Sous la tente du
pacha, le repas nous attend. Un repas arabe… Dix plats s’alignent sur le tapis,
dans des bassins de cuivre remplis d’une eau bouillante et recouverts des
capuchons de sparterie noire et rouge, où se cache le mystère d’une cuisine
originale et savante : viandes cuites et recuites, mijotées pendant des
journées et que l’odeur des fruits pénètre, gâteaux et pates feuilletées sur lesquels
se sont posés, durant des heures et des heures, les yeux blancs des négresses
tournant autour des petits feux de braise dans les cuisines invisibles…
Pour table, un grand
plateau de cuivre, pour chaises, des coussins ; pour se servir, les doigts…

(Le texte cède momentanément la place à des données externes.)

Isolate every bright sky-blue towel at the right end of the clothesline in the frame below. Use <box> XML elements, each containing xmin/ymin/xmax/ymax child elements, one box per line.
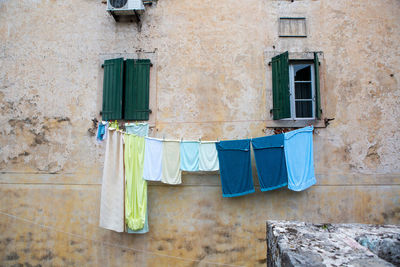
<box><xmin>284</xmin><ymin>126</ymin><xmax>317</xmax><ymax>191</ymax></box>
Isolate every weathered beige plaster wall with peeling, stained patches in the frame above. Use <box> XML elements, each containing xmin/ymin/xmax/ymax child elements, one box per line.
<box><xmin>0</xmin><ymin>0</ymin><xmax>400</xmax><ymax>266</ymax></box>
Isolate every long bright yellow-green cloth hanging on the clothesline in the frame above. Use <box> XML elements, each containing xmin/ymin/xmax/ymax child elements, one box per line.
<box><xmin>124</xmin><ymin>134</ymin><xmax>147</xmax><ymax>231</ymax></box>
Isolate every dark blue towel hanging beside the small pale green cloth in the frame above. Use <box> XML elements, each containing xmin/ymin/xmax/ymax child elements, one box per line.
<box><xmin>215</xmin><ymin>139</ymin><xmax>254</xmax><ymax>197</ymax></box>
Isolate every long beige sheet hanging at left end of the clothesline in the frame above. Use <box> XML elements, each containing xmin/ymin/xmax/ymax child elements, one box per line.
<box><xmin>100</xmin><ymin>130</ymin><xmax>124</xmax><ymax>232</ymax></box>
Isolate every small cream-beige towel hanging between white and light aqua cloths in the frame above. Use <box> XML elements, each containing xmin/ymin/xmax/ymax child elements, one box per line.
<box><xmin>161</xmin><ymin>141</ymin><xmax>182</xmax><ymax>184</ymax></box>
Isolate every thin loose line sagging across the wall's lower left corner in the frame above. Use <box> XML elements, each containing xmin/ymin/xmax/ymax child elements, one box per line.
<box><xmin>0</xmin><ymin>211</ymin><xmax>243</xmax><ymax>267</ymax></box>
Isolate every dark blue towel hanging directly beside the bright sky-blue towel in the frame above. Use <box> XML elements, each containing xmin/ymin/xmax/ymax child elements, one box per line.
<box><xmin>251</xmin><ymin>134</ymin><xmax>288</xmax><ymax>191</ymax></box>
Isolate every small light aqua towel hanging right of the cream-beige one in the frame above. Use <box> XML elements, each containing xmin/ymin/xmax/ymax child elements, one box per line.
<box><xmin>180</xmin><ymin>141</ymin><xmax>200</xmax><ymax>172</ymax></box>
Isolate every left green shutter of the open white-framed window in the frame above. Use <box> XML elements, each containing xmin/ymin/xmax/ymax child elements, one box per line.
<box><xmin>272</xmin><ymin>52</ymin><xmax>291</xmax><ymax>120</ymax></box>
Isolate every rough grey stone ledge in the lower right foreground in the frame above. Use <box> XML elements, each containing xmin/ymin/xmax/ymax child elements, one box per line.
<box><xmin>267</xmin><ymin>221</ymin><xmax>400</xmax><ymax>267</ymax></box>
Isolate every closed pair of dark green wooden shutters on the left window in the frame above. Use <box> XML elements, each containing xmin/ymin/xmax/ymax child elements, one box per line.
<box><xmin>102</xmin><ymin>58</ymin><xmax>151</xmax><ymax>121</ymax></box>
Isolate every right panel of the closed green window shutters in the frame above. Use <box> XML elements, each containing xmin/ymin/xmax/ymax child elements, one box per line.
<box><xmin>124</xmin><ymin>59</ymin><xmax>151</xmax><ymax>121</ymax></box>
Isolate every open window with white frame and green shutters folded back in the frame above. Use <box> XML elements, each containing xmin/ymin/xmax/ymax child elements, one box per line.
<box><xmin>271</xmin><ymin>52</ymin><xmax>321</xmax><ymax>120</ymax></box>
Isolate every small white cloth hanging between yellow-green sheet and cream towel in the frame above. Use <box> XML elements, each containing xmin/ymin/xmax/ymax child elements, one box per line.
<box><xmin>143</xmin><ymin>138</ymin><xmax>163</xmax><ymax>181</ymax></box>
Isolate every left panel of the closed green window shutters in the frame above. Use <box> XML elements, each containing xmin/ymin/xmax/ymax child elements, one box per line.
<box><xmin>102</xmin><ymin>58</ymin><xmax>124</xmax><ymax>121</ymax></box>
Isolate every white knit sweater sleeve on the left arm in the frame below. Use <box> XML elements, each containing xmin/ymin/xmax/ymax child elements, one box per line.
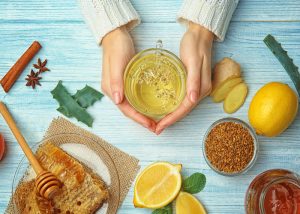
<box><xmin>79</xmin><ymin>0</ymin><xmax>140</xmax><ymax>45</ymax></box>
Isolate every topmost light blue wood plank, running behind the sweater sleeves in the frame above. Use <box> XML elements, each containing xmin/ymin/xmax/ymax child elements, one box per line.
<box><xmin>0</xmin><ymin>0</ymin><xmax>300</xmax><ymax>23</ymax></box>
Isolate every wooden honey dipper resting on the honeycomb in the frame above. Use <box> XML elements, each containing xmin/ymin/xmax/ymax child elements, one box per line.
<box><xmin>0</xmin><ymin>102</ymin><xmax>61</xmax><ymax>199</ymax></box>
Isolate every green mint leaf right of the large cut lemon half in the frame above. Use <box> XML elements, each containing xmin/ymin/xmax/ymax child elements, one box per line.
<box><xmin>183</xmin><ymin>172</ymin><xmax>206</xmax><ymax>194</ymax></box>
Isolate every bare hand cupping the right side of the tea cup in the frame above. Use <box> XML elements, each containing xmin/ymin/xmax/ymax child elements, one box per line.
<box><xmin>155</xmin><ymin>22</ymin><xmax>214</xmax><ymax>134</ymax></box>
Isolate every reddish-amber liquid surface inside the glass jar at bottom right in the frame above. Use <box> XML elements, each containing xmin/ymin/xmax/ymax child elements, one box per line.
<box><xmin>264</xmin><ymin>182</ymin><xmax>300</xmax><ymax>214</ymax></box>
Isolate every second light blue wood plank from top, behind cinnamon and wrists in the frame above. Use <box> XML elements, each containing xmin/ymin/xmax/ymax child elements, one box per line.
<box><xmin>0</xmin><ymin>22</ymin><xmax>300</xmax><ymax>86</ymax></box>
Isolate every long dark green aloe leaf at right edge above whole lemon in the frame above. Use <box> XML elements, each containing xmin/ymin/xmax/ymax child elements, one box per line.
<box><xmin>264</xmin><ymin>34</ymin><xmax>300</xmax><ymax>96</ymax></box>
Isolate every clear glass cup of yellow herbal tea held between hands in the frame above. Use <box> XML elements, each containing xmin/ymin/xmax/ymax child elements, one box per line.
<box><xmin>124</xmin><ymin>40</ymin><xmax>186</xmax><ymax>120</ymax></box>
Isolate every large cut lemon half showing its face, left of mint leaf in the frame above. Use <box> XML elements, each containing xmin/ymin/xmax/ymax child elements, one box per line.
<box><xmin>133</xmin><ymin>162</ymin><xmax>182</xmax><ymax>209</ymax></box>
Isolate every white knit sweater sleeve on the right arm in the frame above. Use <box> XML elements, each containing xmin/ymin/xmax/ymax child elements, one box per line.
<box><xmin>177</xmin><ymin>0</ymin><xmax>239</xmax><ymax>41</ymax></box>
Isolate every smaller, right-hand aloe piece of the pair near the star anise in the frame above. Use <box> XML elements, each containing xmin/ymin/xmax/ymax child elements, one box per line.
<box><xmin>73</xmin><ymin>85</ymin><xmax>103</xmax><ymax>108</ymax></box>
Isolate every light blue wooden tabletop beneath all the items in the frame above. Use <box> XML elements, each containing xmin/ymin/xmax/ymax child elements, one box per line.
<box><xmin>0</xmin><ymin>0</ymin><xmax>300</xmax><ymax>214</ymax></box>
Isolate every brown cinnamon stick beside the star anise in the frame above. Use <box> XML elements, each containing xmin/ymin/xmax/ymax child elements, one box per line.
<box><xmin>0</xmin><ymin>41</ymin><xmax>42</xmax><ymax>93</ymax></box>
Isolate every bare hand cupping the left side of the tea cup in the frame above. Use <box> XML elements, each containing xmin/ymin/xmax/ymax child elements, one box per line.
<box><xmin>101</xmin><ymin>27</ymin><xmax>156</xmax><ymax>132</ymax></box>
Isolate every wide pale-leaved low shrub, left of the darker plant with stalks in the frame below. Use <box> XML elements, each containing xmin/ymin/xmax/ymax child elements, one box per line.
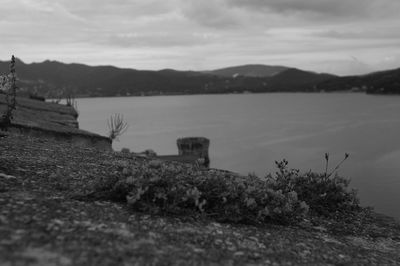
<box><xmin>97</xmin><ymin>160</ymin><xmax>308</xmax><ymax>224</ymax></box>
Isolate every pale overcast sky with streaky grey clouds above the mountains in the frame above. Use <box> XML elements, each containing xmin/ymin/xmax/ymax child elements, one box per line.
<box><xmin>0</xmin><ymin>0</ymin><xmax>400</xmax><ymax>75</ymax></box>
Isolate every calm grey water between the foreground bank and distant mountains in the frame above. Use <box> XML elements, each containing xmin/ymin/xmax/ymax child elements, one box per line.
<box><xmin>78</xmin><ymin>93</ymin><xmax>400</xmax><ymax>218</ymax></box>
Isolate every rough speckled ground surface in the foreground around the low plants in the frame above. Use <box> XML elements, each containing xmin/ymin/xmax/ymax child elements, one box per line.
<box><xmin>0</xmin><ymin>134</ymin><xmax>400</xmax><ymax>266</ymax></box>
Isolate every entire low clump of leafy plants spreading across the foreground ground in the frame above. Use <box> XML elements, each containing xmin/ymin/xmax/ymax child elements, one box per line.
<box><xmin>94</xmin><ymin>152</ymin><xmax>359</xmax><ymax>224</ymax></box>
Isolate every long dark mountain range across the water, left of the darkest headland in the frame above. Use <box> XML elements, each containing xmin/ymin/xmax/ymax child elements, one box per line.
<box><xmin>0</xmin><ymin>60</ymin><xmax>337</xmax><ymax>98</ymax></box>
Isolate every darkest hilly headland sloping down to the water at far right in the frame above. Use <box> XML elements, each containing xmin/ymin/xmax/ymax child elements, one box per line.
<box><xmin>318</xmin><ymin>68</ymin><xmax>400</xmax><ymax>94</ymax></box>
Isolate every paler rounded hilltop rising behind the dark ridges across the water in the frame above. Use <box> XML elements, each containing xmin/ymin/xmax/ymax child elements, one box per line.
<box><xmin>204</xmin><ymin>65</ymin><xmax>288</xmax><ymax>77</ymax></box>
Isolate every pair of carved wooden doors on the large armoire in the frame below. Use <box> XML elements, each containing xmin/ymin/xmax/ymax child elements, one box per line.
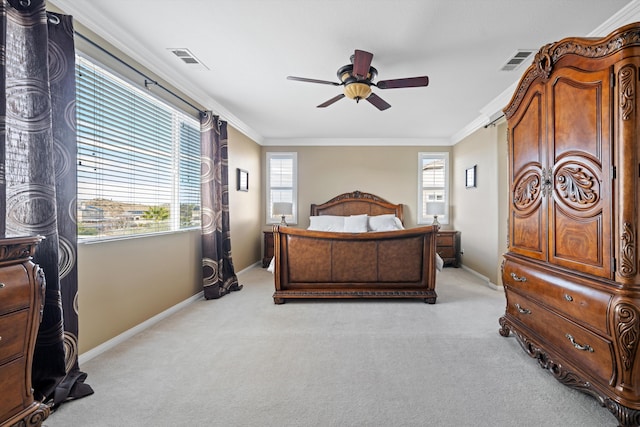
<box><xmin>509</xmin><ymin>67</ymin><xmax>613</xmax><ymax>278</ymax></box>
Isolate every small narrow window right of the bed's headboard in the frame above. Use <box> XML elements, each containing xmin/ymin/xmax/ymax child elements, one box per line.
<box><xmin>418</xmin><ymin>153</ymin><xmax>449</xmax><ymax>224</ymax></box>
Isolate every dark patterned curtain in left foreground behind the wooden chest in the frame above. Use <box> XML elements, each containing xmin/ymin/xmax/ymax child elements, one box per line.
<box><xmin>0</xmin><ymin>0</ymin><xmax>93</xmax><ymax>405</ymax></box>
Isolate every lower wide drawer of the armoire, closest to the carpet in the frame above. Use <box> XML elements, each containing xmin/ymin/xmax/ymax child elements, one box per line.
<box><xmin>507</xmin><ymin>290</ymin><xmax>614</xmax><ymax>385</ymax></box>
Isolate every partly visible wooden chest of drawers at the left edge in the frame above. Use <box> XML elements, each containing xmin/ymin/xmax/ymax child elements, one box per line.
<box><xmin>0</xmin><ymin>237</ymin><xmax>49</xmax><ymax>427</ymax></box>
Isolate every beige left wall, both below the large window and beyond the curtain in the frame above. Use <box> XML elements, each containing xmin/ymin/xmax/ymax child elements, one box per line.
<box><xmin>78</xmin><ymin>128</ymin><xmax>262</xmax><ymax>354</ymax></box>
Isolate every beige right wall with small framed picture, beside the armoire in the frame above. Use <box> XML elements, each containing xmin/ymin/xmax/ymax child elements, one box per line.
<box><xmin>451</xmin><ymin>126</ymin><xmax>506</xmax><ymax>284</ymax></box>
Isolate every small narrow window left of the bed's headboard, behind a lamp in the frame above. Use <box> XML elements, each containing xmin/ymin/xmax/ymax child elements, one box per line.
<box><xmin>267</xmin><ymin>152</ymin><xmax>298</xmax><ymax>224</ymax></box>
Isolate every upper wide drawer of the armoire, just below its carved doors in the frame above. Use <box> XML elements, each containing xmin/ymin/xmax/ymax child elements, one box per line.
<box><xmin>502</xmin><ymin>261</ymin><xmax>613</xmax><ymax>335</ymax></box>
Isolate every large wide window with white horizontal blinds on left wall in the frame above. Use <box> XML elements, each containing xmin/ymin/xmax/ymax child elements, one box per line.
<box><xmin>76</xmin><ymin>57</ymin><xmax>200</xmax><ymax>240</ymax></box>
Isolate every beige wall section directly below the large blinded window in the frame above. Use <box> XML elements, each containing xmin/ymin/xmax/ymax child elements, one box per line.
<box><xmin>78</xmin><ymin>230</ymin><xmax>202</xmax><ymax>354</ymax></box>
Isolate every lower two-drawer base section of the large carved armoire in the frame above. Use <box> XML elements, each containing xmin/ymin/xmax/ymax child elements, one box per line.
<box><xmin>500</xmin><ymin>254</ymin><xmax>638</xmax><ymax>425</ymax></box>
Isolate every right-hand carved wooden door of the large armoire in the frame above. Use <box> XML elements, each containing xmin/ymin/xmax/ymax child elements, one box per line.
<box><xmin>543</xmin><ymin>67</ymin><xmax>614</xmax><ymax>278</ymax></box>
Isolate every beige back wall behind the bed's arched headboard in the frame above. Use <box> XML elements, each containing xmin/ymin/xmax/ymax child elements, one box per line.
<box><xmin>261</xmin><ymin>146</ymin><xmax>451</xmax><ymax>228</ymax></box>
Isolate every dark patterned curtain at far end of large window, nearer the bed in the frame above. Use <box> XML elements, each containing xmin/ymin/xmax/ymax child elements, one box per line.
<box><xmin>200</xmin><ymin>112</ymin><xmax>242</xmax><ymax>299</ymax></box>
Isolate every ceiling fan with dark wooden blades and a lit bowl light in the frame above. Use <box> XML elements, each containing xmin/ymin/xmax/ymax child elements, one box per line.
<box><xmin>287</xmin><ymin>49</ymin><xmax>429</xmax><ymax>111</ymax></box>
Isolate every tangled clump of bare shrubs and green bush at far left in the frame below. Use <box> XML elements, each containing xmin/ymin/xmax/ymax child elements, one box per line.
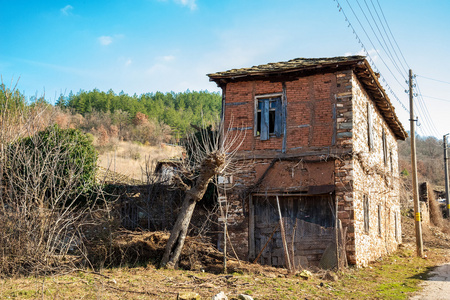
<box><xmin>0</xmin><ymin>127</ymin><xmax>96</xmax><ymax>275</ymax></box>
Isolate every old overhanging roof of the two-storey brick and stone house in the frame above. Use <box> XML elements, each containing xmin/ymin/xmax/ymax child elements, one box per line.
<box><xmin>208</xmin><ymin>55</ymin><xmax>408</xmax><ymax>140</ymax></box>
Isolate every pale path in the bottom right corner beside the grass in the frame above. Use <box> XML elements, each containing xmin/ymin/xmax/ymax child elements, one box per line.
<box><xmin>410</xmin><ymin>263</ymin><xmax>450</xmax><ymax>300</ymax></box>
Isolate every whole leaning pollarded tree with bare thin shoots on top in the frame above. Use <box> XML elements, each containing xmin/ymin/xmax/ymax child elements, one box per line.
<box><xmin>161</xmin><ymin>123</ymin><xmax>243</xmax><ymax>268</ymax></box>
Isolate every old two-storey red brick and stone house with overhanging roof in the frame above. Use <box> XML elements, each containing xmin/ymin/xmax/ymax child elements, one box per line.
<box><xmin>208</xmin><ymin>56</ymin><xmax>407</xmax><ymax>266</ymax></box>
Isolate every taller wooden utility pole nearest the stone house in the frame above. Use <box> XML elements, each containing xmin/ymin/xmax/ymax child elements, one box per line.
<box><xmin>409</xmin><ymin>69</ymin><xmax>423</xmax><ymax>257</ymax></box>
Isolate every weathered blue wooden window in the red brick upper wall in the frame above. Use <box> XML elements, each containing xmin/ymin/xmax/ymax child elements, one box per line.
<box><xmin>255</xmin><ymin>95</ymin><xmax>283</xmax><ymax>141</ymax></box>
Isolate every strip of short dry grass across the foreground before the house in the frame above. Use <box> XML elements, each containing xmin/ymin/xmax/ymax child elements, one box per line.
<box><xmin>0</xmin><ymin>248</ymin><xmax>448</xmax><ymax>299</ymax></box>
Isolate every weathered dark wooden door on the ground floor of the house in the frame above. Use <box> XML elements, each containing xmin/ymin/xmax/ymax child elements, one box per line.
<box><xmin>250</xmin><ymin>194</ymin><xmax>335</xmax><ymax>268</ymax></box>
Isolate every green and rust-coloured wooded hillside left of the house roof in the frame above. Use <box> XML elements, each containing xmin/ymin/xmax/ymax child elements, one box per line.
<box><xmin>56</xmin><ymin>89</ymin><xmax>222</xmax><ymax>143</ymax></box>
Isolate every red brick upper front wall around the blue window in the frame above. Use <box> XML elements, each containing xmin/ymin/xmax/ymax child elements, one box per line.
<box><xmin>225</xmin><ymin>73</ymin><xmax>337</xmax><ymax>153</ymax></box>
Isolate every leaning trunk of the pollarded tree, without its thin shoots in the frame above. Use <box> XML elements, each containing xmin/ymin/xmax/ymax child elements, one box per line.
<box><xmin>161</xmin><ymin>151</ymin><xmax>225</xmax><ymax>269</ymax></box>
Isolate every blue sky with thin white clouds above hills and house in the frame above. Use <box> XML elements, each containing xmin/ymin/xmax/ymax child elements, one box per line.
<box><xmin>0</xmin><ymin>0</ymin><xmax>450</xmax><ymax>138</ymax></box>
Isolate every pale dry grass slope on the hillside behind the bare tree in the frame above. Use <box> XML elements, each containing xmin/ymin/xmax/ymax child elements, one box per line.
<box><xmin>98</xmin><ymin>141</ymin><xmax>181</xmax><ymax>181</ymax></box>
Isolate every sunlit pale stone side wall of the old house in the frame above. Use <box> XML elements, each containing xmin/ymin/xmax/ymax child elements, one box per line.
<box><xmin>352</xmin><ymin>76</ymin><xmax>401</xmax><ymax>266</ymax></box>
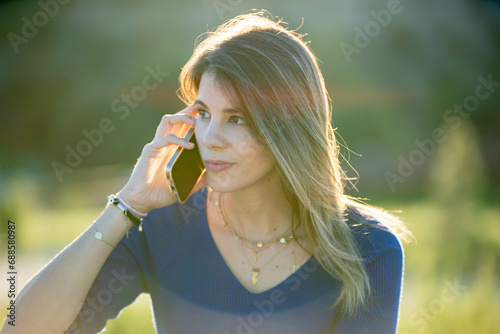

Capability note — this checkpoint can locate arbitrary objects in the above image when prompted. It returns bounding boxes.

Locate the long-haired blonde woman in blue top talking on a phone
[2,12,410,334]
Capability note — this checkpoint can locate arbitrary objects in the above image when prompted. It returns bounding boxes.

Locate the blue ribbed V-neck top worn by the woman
[66,188,404,334]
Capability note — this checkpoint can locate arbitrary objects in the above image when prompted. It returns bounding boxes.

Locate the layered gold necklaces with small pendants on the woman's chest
[215,193,295,285]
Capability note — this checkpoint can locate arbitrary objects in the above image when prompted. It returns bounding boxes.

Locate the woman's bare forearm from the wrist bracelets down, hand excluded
[0,205,132,334]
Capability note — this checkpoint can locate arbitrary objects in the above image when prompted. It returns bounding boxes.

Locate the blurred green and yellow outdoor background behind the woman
[0,0,500,334]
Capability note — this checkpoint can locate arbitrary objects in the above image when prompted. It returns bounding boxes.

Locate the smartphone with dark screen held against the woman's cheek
[165,127,205,203]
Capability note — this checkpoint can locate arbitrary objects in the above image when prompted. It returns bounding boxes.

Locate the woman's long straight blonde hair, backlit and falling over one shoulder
[178,11,411,313]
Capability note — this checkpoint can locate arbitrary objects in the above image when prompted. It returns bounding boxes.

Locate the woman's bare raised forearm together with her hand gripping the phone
[0,106,199,334]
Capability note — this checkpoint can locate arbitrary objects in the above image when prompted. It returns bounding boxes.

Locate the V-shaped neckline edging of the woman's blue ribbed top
[200,186,314,297]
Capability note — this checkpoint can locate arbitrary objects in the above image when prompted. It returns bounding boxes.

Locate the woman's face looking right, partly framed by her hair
[194,72,275,192]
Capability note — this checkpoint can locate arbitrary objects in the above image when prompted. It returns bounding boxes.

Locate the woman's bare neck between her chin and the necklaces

C’est une charmante douleur d’aller chercher sur la carcasse le blanc de poulet
qui se détache et de l’offrir plus agréable encore de recevoir des ces doigts
malhabiles un morceau de mouton sur lequel un œuf est posé comme une large
pièce d’or…
Pendant que les
plats se succèdent sur le plateau de cuivre, un violon, une guitare et un
tambourin à sonnettes jouent des airs d’Andalousie… Tout à l’heure, visible
encore par la porte de la tente, la lune a monté dans le ciel et ne laisse plus
voir que la nuit qu’elle illumine et les reflets de sa clarté sur les
mendiants, qui attendent dehors la fin de notre repas pour s’en partager les
restes…
Les repas sont
achevés sous les tentes. Il en est de silencieuses, où les gens étendus sur les
coussins se reposent, causent doucement, cependant qu’un serviteur prépare les
tasses de thé et les distribue à la ronde… Il y en a d’autres qui ressemblent à
une véritable mosquée, où tous les hôtes, réunis autour des chandeliers de
cuivre, récitent des litanies…
Mais la plupart de
ces maisons de toile sont des chambres de musique, des pavillons de poésie. Partout
la guitare appelle, le violon gémit, le tambourin se démène…
L’Andalousie
refleurit sur ces tapis étendus dans le sable.